Fenster waren verdunkelt. Kneipen
geschlossen.
Der Wind spielte mit einer leeren
Konservendose, die er über den Parkplatz eines
Studentenwohnheimes in Münster rollen ließ.
Doch plötzlich war aus der Ferne ein leises
immer lauter werdendes Motorengeräusch zu vernehmen. Erst
schemenhaft dann immer klarer erschien die Silhouette eines
Kraftradfahrers, der offensichtlich große Seitenkoffer an sein
monströses Gefährt angebracht hatte. Im selben Augenblick
erlosch der Scheinwerfer, verstummte das Motorengeräusch. Der
Motorradfahrer hatte seine Maschine ausgestellt und rollte nun
lautlos über den Parkplatz auf einen zweiten Motorradfahrer zu,
der dort mit seiner Freundin gewartet hatte. Worte wurden
gewechselt. Ein Begrüßungsritual folgte.
Wenige Minuten später horchten die drei
auf. Abermals war ein Motorengeräusch zu hören, diesmal jedoch
ein lautes ohrenbetäubendes aber wohlvertrautes Knattern.

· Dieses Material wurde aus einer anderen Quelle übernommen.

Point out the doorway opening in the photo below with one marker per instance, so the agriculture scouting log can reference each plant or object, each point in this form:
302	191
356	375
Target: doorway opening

Der dritte Motorradfahrer erschien und wurde von den dreien freudig begrüßt.Dann verging eine Weile. Mit den ausgetretenen Kippen hätte man schon die Typenbezeichnung der fehlenden Maschine darstellen können. Doch als man dann endlich den vierten Motorradfahrer, begleitet von einer Radfahrerin, um die Ecke biegen sah, waren alle wenn auch nur inneren Zweifel verklungen.
Das Heldenepos ohne Drehbuch würde
tatsächlich mit allen vier Akteuren vor noch nichts ahnendem
Publikum mit ungewissem Ausgang aufgeführt werden.
Da wäre als erstes
Fetzen, der
erfahrene XT-Treiber, der über die Grenzen hinaus dafür bekannt
geworden ist, auch das Letzte aus seiner Maschine herauszuholen
und schon auf zahlreichen interkontinentalen Touren sein
Improvisationsgeschick unter Beweis gestellt hat.

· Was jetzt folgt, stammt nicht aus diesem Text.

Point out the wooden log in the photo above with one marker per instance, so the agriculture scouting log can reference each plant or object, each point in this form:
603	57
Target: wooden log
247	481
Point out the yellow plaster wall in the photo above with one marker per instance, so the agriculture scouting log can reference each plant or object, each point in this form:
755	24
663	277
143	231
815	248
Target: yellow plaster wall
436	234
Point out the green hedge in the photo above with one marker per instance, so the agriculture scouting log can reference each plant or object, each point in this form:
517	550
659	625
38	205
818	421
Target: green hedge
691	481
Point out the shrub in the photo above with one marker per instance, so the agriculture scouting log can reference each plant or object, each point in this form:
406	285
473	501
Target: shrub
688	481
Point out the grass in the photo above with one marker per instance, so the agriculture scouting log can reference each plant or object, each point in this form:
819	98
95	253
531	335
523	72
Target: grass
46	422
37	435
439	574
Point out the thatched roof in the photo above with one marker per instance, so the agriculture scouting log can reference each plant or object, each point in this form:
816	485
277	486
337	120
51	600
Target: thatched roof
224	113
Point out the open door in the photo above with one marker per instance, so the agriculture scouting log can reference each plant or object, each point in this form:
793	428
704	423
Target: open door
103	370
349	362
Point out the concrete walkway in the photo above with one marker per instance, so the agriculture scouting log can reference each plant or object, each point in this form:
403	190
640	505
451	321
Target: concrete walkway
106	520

Sein langjähriger Weggefährte,
Max, ist für seine Unerschrockenheit und Ignoranz
gegenüber Gefahren, insbesondere Naturgesetzen bekannt.
Sich ihn ohne seine Africa-Twin
vorzustellen, wäre wie Pech ohne Schwefel, Grillen ohne Pils
oder Urlaub ohne Motorrad. Er hat mit seiner AT schon alle Höhen
und Tiefen durchlebt und wird ihr nur untreu, wenn er in seiner
Profession die Gummikuh durch die Gegend scheucht.
Der werdende Vater hat nicht zuletzt wegen
seiner Physis stets den Überblick.
Handwerklich begabt löst er kleine wie
große Probleme nicht nur an seiner Kawasaki 600 KLR.
Das Quartett wird durch
Michi, komplettiert. Der kompetente Fire-Storm-Pilot hat
auf zahlreichen Sauerlandtouren seine Teilnahme an der Tour
legitimiert. Sensibel geht seine Gashand mit dem
großzügigen Drehmoment um, mit der seine Honda VTR 1000
bestückt ist. Das Terrain muß schon ziemlich unwegsam sein,
wenn es auffallen soll, dass er
Der Wunsch, trotz aller Entbehrungen und
Widerstände, in die große Tour eingeführt zu werden, ist den
beiden letztgenannten gemein. Sie wollen die großen Alpenpässe
erfahren. Neue Straßen, neue Kurven, neue Landstriche, neue
Menschen kennenlernen. Aber auch die Belastbarkeit ihrer selbst
und ihrer Maschinen testen.
Sie streben die Einheit von Mensch und
Maschine an.
Alle vier Akteure bilden eine Personalunion
in der Gier nach
grenzenlosem Abenteuer.
1. Akt
Zwei blonde Engel, die das frühe Aufstehen
nicht scheuten, entließen die vier Helden gegen 04.30 Uhr mit
den besten Wünschen in die weite Welt.
Das erste Etappenziel, Delmont (CH), wurde
ohne schwuchteliges Lamentieren über harte Sitzbänke,
ungünstige Sitzpositionen oder Luftzirkulationen am Helm
erreicht.
Die erste gruppendynamische Entscheidung
fiel, als die Schlafplätze verteilt werden sollten: Der
Vergleich von Körperlänge und Zeltmaße machte jede Diskussion
überflüssig. Da bei Markus seinem Zelt lediglich Jennes Füße
draußen bleiben mussten, hatten sich schnell zwei WG gebildet.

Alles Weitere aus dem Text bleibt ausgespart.